Liam Black Rohrer
lroh486
973023817

Report

Standard model:

My initial model used a simple tokenization method of converting all words to lowercase and splitting with .split(). In the train function of my NaiveBayesClassifier class I calculated prior class probabilities, totaled the count of each word in each class, and used that to calculate the log likelihood of observing each word, given each class. I worked in the log space to avoid calculation errors due to small values and implemented laplace smoothing with a fixed alpha parameter of 1. I made sure to account for words that will be seen in testing documnets that were not seen in the training documents and would therefore not have associated liklihoods otherwise.
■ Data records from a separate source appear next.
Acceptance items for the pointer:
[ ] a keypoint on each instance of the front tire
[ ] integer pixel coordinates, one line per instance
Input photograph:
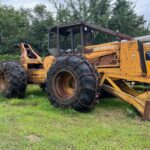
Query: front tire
(71, 83)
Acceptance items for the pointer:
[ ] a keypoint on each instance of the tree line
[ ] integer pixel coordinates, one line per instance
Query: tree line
(32, 25)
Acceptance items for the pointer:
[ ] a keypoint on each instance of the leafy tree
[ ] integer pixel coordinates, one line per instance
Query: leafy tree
(42, 20)
(125, 20)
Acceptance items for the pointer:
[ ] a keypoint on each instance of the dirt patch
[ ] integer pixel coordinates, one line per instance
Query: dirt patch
(34, 138)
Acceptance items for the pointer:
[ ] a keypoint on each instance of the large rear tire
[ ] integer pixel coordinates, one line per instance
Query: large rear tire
(13, 80)
(71, 83)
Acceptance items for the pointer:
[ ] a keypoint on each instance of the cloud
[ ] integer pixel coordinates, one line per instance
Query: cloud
(26, 3)
(142, 6)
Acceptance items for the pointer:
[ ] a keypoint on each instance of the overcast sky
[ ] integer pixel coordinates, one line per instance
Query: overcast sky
(142, 6)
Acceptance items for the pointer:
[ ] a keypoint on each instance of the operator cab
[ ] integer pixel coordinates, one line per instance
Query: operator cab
(73, 38)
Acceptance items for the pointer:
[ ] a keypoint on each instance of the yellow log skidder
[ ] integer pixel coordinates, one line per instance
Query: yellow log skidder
(79, 68)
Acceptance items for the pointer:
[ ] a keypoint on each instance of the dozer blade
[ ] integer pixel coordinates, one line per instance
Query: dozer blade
(140, 101)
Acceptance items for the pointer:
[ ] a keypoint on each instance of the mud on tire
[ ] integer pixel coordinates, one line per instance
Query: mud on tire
(13, 80)
(71, 83)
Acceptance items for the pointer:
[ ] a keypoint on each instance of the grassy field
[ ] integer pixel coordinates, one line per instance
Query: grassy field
(33, 124)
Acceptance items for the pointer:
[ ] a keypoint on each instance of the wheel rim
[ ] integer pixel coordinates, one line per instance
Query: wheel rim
(2, 82)
(64, 85)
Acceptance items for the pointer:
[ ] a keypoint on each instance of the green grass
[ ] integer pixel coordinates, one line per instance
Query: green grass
(34, 124)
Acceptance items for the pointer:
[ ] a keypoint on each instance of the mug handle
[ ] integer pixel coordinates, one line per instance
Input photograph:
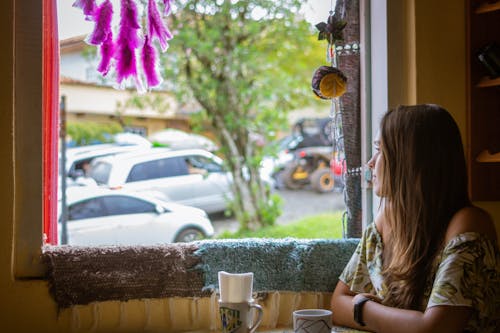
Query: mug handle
(257, 308)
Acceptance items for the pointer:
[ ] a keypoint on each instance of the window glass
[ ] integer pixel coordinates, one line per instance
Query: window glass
(100, 172)
(86, 209)
(119, 205)
(165, 167)
(202, 162)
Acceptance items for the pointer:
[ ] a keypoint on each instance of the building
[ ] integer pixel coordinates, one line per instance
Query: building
(93, 98)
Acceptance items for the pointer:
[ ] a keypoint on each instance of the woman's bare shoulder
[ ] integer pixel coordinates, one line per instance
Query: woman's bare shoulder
(471, 219)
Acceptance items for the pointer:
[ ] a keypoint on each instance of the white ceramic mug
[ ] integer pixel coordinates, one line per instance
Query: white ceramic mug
(239, 317)
(312, 321)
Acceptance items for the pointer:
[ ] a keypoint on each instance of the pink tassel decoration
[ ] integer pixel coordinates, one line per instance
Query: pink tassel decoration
(107, 50)
(88, 7)
(156, 27)
(102, 28)
(168, 7)
(149, 64)
(127, 42)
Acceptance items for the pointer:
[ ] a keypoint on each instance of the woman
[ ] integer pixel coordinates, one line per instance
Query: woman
(430, 261)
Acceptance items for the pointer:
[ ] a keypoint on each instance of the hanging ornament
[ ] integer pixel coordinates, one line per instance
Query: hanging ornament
(332, 30)
(328, 82)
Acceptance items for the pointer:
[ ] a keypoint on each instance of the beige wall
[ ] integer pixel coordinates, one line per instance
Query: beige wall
(436, 74)
(432, 69)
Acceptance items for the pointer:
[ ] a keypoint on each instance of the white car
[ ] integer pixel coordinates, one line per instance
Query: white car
(78, 157)
(192, 177)
(97, 216)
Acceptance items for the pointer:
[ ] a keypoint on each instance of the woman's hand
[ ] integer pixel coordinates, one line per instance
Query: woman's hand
(367, 295)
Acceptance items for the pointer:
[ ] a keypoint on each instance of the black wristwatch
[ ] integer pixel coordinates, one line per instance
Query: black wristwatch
(358, 310)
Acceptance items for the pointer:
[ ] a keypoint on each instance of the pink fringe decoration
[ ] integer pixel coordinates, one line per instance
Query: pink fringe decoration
(149, 63)
(102, 28)
(88, 7)
(107, 50)
(156, 27)
(168, 6)
(127, 42)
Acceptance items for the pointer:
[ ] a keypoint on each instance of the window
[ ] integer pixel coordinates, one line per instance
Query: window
(100, 172)
(87, 209)
(29, 129)
(165, 167)
(204, 163)
(118, 205)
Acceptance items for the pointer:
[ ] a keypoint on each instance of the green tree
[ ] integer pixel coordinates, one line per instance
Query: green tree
(246, 63)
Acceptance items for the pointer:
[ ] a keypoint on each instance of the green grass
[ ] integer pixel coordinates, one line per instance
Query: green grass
(316, 226)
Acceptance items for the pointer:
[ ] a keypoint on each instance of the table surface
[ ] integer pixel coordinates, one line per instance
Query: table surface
(290, 330)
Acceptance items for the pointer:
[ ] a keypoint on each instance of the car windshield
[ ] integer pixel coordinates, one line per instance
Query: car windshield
(100, 172)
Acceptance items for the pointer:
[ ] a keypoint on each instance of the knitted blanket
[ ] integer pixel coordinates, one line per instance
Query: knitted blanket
(81, 275)
(285, 265)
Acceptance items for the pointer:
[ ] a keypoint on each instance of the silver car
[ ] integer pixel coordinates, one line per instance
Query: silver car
(97, 216)
(191, 177)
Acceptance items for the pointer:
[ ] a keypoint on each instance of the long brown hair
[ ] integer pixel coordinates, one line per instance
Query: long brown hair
(424, 185)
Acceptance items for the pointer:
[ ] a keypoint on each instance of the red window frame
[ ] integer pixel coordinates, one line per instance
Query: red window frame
(50, 98)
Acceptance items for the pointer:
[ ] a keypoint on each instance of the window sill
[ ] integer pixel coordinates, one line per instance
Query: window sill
(82, 275)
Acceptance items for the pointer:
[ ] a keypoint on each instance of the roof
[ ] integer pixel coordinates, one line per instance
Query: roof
(72, 44)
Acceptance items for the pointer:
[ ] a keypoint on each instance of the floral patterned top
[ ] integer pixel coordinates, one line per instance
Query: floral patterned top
(467, 273)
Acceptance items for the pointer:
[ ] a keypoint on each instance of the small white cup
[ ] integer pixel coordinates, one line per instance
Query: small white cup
(312, 321)
(239, 317)
(235, 287)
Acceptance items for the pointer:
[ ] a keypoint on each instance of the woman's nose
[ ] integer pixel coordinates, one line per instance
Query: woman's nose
(371, 162)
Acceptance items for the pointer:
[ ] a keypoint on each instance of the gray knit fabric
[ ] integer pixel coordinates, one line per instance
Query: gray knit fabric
(285, 265)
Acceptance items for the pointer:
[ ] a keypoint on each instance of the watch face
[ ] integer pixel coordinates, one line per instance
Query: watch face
(358, 310)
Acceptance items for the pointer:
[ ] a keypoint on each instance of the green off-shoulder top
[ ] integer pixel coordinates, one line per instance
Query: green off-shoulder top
(466, 273)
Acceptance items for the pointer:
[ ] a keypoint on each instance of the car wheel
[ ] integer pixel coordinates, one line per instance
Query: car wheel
(289, 180)
(322, 180)
(189, 235)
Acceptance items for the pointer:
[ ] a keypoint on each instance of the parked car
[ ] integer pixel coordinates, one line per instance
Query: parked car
(191, 177)
(78, 158)
(315, 166)
(99, 216)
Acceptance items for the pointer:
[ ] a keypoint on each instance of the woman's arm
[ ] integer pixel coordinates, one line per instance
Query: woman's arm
(384, 319)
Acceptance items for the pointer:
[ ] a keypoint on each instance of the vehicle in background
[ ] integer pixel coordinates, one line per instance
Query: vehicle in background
(78, 159)
(318, 167)
(99, 216)
(192, 177)
(177, 139)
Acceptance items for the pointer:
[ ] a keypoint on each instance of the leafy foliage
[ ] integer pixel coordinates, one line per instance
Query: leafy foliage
(246, 64)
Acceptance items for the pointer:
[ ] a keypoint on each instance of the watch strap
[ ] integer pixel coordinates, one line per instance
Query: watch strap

Also in my NaiveBayesClassifier class, I included a function to predict the class of a single document based on maximum likelihood. Finally, I wrote functions to make predictions for a list of documents, save that list as a new CSV, and assess the accuracy of my model on the training data. This standard model had a training accuracy of 97.78% on the training set.

Improved model:

The tokenization method was one of the main improvements I made to my initial classifier. Instead of including all observed tokens, I removed a list of common stop-words. I tried including bi-grams into my token set which would allow naive bayes to look at all consecutive two word pairs in addition to words on their own which accounts for common word pairings. This seemingly resulted in the model overfitting to the training set and harmed overall performance. On top of improved tokenization, I implemented an adjustable alpha parameter for laplace smoothing instead of using 1 as the default. I also added a minumum word occurrance threshold in the hopes that it would filter out some of the noise in the data. The addition of the alpha and minimum ocurrance terms then prompted me to implemented a cross validation function with an adjustable number of folds to allow for hyper-parameter tuning.

I used a bit of trail and error to select my optimal hyper parameters. Using default values (alpha = 1, min_occ = 1) and 5 fold cross validation, I got an average accuracy of 0.947. I quickly found that any input for minimum word occurance greater than 1 harmed the performance of the model significantly, so I didn't end up needing it as an input, but kept it and set it to 1 for demonstration. Alpha proved to be a much more helpful tool for fine tuning. I found the optimal value to be 0.7 which produced a cross validation score of 0.9567.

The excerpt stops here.